After months of fighting among themselves and wrestling with the auto industry, Democrats in Congress seem to have finally won Detroit's support in drastically raising vehicle fuel economy standards.
Now all they have to do is get the buy-in of two of Washington's most powerful lobbies--the utility and oil industries--if they want to see an energy bill passed before the end of the year. And those groups are firmly holding out.
Late Friday, House Speaker Nancy Pelosi, D-Calif., announced that Democrats had reached a compromise to raise corporate average fuel economy, or CAFÉ, standards to a fleetwide average of 35 miles per gallon by 2020, a 40% hike above their current levels. The proposal is the cornerstone of a major energy bill that the House of Representatives is expected to take up next week.
In a statement Saturday, Alliance of Automobile Manufacturers chief Dave McCurdy said: "Upon adoption of this legislation, Congress will have established aggressive, nationwide fuel economy requirements, concluding a longstanding debate." The Alliance is the voice in Washington for 10 major automakers including Ford Motor, General Motors, Chrysler and Toyota.
But the final details of the proposed bill are still being worked out, and if there was ever evidence of the cliché about the devil and details, this is it. The measure is expected to include a provision that requires the country's major utilities to obtain at least 15% of their electricity from renewable sources like wind and solar power. But the Edison Electric Institute, the industry group for investor-owned utilities like Duke Energy and Southern Co. , has firmly opposed such a measure, saying that it will cause power prices in some areas of the country to rise dramatically.

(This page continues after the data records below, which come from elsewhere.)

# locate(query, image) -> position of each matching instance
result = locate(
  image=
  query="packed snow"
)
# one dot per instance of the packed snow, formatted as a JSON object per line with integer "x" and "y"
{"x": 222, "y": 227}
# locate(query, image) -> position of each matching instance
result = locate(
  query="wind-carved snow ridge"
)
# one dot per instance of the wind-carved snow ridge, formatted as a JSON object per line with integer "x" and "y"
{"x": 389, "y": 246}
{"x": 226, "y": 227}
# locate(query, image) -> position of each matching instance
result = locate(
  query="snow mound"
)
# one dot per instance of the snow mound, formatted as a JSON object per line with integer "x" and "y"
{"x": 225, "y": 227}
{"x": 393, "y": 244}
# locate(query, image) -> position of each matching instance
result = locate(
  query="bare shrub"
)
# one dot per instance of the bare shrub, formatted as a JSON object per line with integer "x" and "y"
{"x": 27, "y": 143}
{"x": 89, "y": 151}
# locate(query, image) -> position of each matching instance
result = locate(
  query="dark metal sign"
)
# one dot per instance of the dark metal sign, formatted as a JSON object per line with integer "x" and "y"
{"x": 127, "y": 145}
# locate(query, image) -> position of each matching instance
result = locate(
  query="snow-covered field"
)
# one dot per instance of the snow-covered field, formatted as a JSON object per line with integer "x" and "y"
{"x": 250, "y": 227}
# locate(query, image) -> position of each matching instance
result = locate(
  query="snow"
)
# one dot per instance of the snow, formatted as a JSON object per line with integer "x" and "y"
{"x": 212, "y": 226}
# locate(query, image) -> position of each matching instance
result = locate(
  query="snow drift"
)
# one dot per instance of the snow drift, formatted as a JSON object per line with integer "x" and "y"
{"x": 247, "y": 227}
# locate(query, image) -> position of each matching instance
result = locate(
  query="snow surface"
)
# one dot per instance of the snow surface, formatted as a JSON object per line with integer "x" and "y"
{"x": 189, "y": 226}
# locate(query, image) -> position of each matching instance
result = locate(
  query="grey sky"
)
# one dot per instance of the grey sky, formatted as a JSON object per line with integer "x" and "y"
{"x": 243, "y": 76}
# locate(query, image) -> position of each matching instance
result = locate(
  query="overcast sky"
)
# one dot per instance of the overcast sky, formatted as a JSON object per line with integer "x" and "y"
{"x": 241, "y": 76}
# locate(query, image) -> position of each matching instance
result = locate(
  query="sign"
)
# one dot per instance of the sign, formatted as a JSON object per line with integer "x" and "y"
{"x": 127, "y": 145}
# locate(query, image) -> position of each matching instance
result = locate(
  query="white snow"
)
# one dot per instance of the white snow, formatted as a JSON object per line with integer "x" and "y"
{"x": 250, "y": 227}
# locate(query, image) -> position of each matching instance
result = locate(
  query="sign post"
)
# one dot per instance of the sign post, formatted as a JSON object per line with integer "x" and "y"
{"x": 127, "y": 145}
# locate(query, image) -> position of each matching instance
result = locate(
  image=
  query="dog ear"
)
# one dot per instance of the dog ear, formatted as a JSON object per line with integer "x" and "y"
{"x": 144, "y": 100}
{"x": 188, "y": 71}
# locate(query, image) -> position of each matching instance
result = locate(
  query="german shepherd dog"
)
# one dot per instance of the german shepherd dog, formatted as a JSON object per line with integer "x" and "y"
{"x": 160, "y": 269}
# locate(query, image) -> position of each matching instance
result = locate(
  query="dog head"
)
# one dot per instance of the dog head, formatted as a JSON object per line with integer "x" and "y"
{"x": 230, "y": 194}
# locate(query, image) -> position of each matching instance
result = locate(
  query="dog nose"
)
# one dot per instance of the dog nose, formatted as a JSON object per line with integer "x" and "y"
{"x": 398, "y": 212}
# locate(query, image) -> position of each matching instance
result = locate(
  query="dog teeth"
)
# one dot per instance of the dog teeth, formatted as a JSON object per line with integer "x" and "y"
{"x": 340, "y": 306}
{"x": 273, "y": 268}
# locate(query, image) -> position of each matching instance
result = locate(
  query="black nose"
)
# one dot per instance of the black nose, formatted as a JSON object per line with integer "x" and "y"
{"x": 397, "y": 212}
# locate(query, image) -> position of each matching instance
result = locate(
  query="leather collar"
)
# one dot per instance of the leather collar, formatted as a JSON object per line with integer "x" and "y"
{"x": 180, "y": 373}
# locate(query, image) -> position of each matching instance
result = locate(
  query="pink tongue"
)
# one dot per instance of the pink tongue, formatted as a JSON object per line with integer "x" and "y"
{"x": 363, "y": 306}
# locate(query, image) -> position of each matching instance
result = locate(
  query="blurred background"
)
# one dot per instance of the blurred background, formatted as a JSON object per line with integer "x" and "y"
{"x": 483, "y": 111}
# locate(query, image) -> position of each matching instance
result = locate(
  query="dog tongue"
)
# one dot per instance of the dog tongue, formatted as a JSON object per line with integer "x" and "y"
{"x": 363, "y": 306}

It's also not clear what, if any, concessions in the final version of the energy bill will be made to oil and gas companies. The measure is reported to call for a massive increase in subsidized biofuel production, something the oil industry has opposed.
Separate energy bills passed by the Senate and House over the summer both included a "NON-OPEC" provision that allows member of OPEC to be sued for violating anti-trust laws. The House version would have stripped the oil and gas industries of $16 million in tax breaks.
A study released last month by the American Petroleum Institute, Big Oil's industry group, warns that the legislation now under consideration would slow economic output by 4% by 2030. Doesn't sound like they'll be coming around anytime soon on an energy bill.
The measure to be taken up by the House next week draws from elements of both the House and Senate bills. Notably, the compromise on CAFÉ standards struck by Pelosi and House Energy and Commerce Committee Chairman John Dingell, D-Mich., Detroit's staunchest ally in Washington, closely resembles the Senate's fuel economy proposal. (The House version did not include a fuel economy provision.)
But even if Congress is successful in passing energy legislation before the year's end, there's a final hurdle posed by President Bush's pen. White House advisers have recommended that he veto the earlier energy bills passed by lawmakers over the summer.
The Pelosi-Dingell agreement, and the auto industry's apparent concession, is an important milestone in their goal to pass an energy bill. But lawmakers will have to win concessions from other key industries if they want to pass truly comprehensive energy legislation. Otherwise, what's being touted as an energy bill might end up being simply a vehicle fuel economy bill.